Thursday, June 30, 2011

Your Job: Before Pulling the Plug…

Recently, I was extensively quoted in the Wall Street Journal, as part of a career Q&A piece by journalist Elizabeth Garone. The discussion was a response to a reader’s question about what she should consider when evaluating whether or not to quit her job. You can of course read the article, but I thought it was worth following up with a blog post that includes my full commentary.

To start, honestly ask yourself some key questions to identify whether you have completely explored your options at your company – in your role, your division, and other areas of the organization.
  • What has kept you from advancing in your company/career?
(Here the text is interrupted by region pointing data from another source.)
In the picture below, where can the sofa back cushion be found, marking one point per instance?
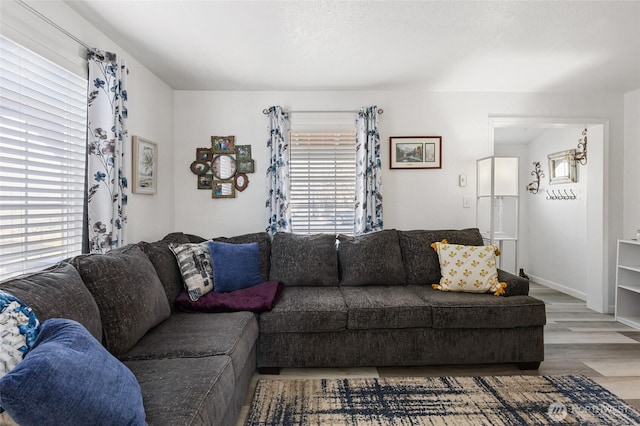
(57, 292)
(128, 293)
(165, 264)
(371, 259)
(421, 262)
(304, 260)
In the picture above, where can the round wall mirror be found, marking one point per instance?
(223, 166)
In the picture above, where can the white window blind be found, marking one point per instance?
(322, 176)
(42, 160)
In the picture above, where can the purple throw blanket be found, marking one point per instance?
(259, 298)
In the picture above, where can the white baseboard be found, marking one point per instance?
(561, 288)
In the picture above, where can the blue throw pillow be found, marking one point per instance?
(69, 378)
(235, 266)
(19, 328)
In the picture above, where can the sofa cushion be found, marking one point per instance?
(375, 307)
(235, 266)
(473, 310)
(194, 261)
(57, 292)
(128, 293)
(304, 260)
(264, 242)
(371, 259)
(306, 309)
(186, 391)
(68, 378)
(188, 335)
(19, 328)
(471, 269)
(165, 263)
(421, 263)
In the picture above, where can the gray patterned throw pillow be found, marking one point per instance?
(195, 266)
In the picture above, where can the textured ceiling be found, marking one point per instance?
(490, 46)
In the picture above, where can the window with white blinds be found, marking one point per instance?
(43, 123)
(323, 178)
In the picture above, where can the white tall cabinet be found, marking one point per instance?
(497, 205)
(628, 283)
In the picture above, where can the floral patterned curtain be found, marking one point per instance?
(278, 213)
(106, 131)
(368, 216)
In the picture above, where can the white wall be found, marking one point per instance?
(631, 164)
(150, 100)
(516, 255)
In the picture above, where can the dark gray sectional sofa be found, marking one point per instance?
(366, 301)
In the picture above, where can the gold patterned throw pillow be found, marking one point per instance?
(469, 269)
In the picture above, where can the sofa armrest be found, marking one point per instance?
(516, 286)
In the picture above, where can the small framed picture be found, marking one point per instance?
(415, 152)
(241, 181)
(204, 154)
(224, 189)
(245, 166)
(205, 181)
(243, 152)
(145, 166)
(223, 144)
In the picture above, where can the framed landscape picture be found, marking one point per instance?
(145, 166)
(415, 152)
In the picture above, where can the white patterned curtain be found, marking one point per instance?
(278, 213)
(106, 132)
(368, 216)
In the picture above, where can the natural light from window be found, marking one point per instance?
(323, 178)
(42, 160)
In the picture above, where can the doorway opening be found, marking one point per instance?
(562, 242)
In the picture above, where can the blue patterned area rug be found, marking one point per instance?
(494, 400)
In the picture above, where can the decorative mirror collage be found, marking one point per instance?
(223, 168)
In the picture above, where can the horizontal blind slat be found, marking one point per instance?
(42, 160)
(322, 182)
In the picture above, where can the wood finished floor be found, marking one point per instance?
(577, 341)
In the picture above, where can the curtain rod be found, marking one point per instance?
(266, 111)
(57, 27)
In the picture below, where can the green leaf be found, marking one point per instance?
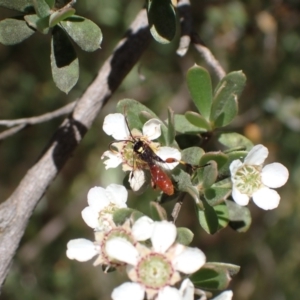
(85, 33)
(184, 236)
(198, 120)
(222, 214)
(230, 110)
(219, 157)
(42, 8)
(184, 126)
(64, 61)
(239, 216)
(61, 15)
(199, 84)
(171, 127)
(50, 3)
(19, 5)
(192, 155)
(214, 276)
(14, 31)
(158, 213)
(235, 140)
(208, 218)
(224, 106)
(162, 20)
(40, 24)
(188, 140)
(218, 192)
(137, 114)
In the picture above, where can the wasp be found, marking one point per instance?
(159, 178)
(150, 160)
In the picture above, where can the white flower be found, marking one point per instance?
(251, 179)
(102, 204)
(226, 295)
(156, 270)
(116, 126)
(81, 249)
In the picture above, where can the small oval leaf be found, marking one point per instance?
(224, 106)
(162, 20)
(19, 5)
(214, 276)
(64, 61)
(14, 31)
(184, 236)
(184, 126)
(40, 24)
(85, 33)
(42, 8)
(198, 121)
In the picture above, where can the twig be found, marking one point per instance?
(6, 133)
(188, 37)
(208, 56)
(17, 209)
(177, 207)
(19, 124)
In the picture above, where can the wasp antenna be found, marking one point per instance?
(129, 128)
How much is you and how much is them?
  • Have you talked with your manager to fully evaluate your development and career track?
  • Have you done the leg work by researching open and upcoming job opportunities internally?
  • Are there any individuals whom have a role you’d like to grow into, and would they be willing to mentor you?
While there are companies and managers that are great people developers, you cannot assume they will take care of your wants and needs. It is your responsibility to take control of managing your career. Only after you’ve fully exhausted these routes, it’s time to do some soul searching.
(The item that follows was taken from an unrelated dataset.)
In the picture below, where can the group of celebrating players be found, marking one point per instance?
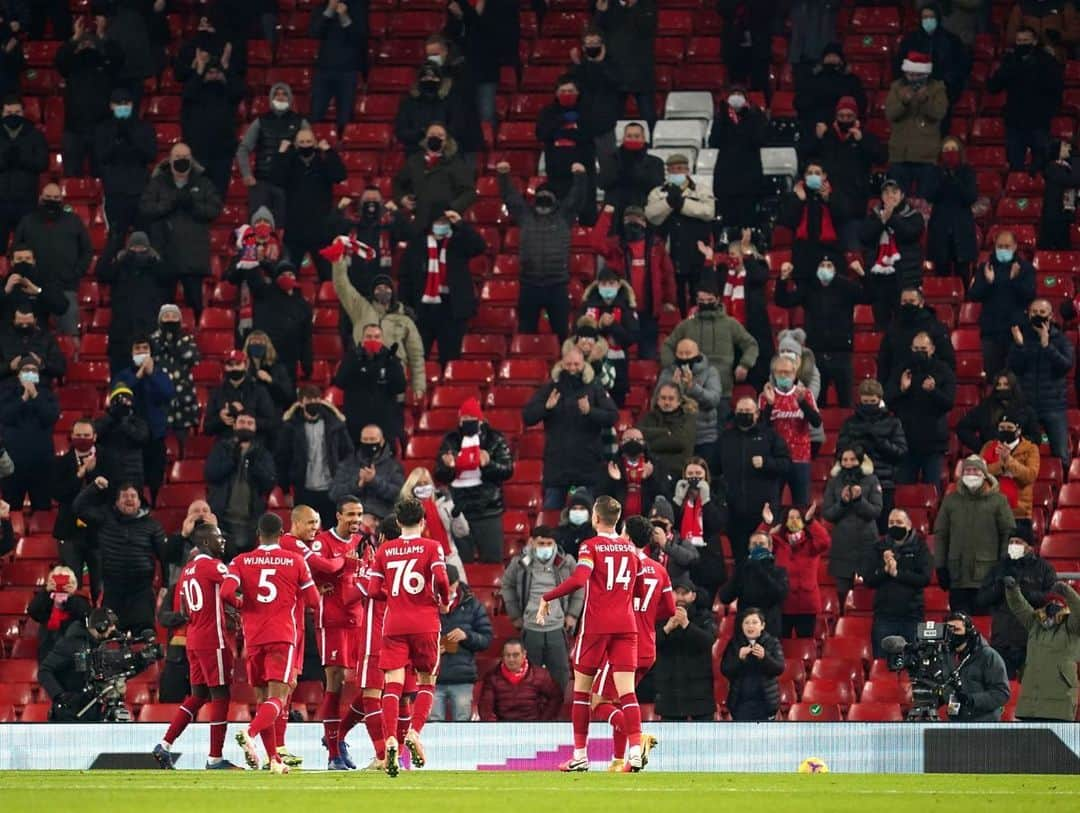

First, look within and at your life to determine if it’s truly your current situation that is causing your dissatisfaction, or if there might be other non-work areas affecting your level of engagement and fulfillment. Take the Wheel of Life assessment to get clear.
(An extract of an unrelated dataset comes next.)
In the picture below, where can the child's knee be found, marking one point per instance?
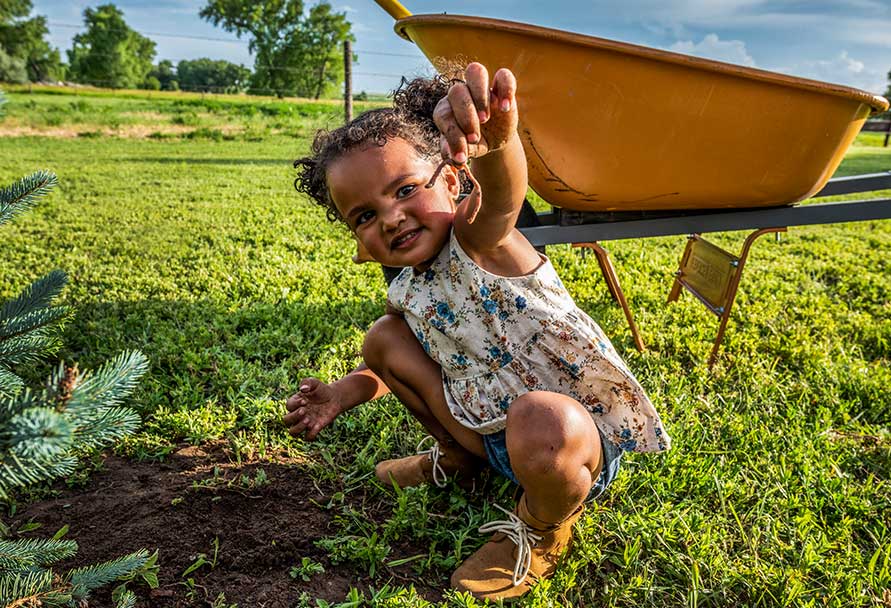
(379, 340)
(544, 428)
Next, get specific about what you like and don’t like about your current situation. What values do you need satisfied to be happy? What you want to be/do/have in your career moving forward? Where do you envision yourself over the next 5, 10, 20 years, and how might you achieve that?

Be sure to have conversations with people in your network. Talk to friends and family, a mentor, a coach, or counselor. Investigate what opportunities exist and consider making a strategic move. In this day, leveraging your relationships is the only way to land a new gig. Keep in mind that people are more often than not willing to help. It makes them feel good, and it’s good karma.

Finally, remember one thing: wherever you go, there you are. Changing companies or roles may not be enough to make you happy. If you want to explore another kind of work, it may be wise to stay put for a time while you evaluate next steps. Do the deep work to explore you, so you can get clear before you pull the plug.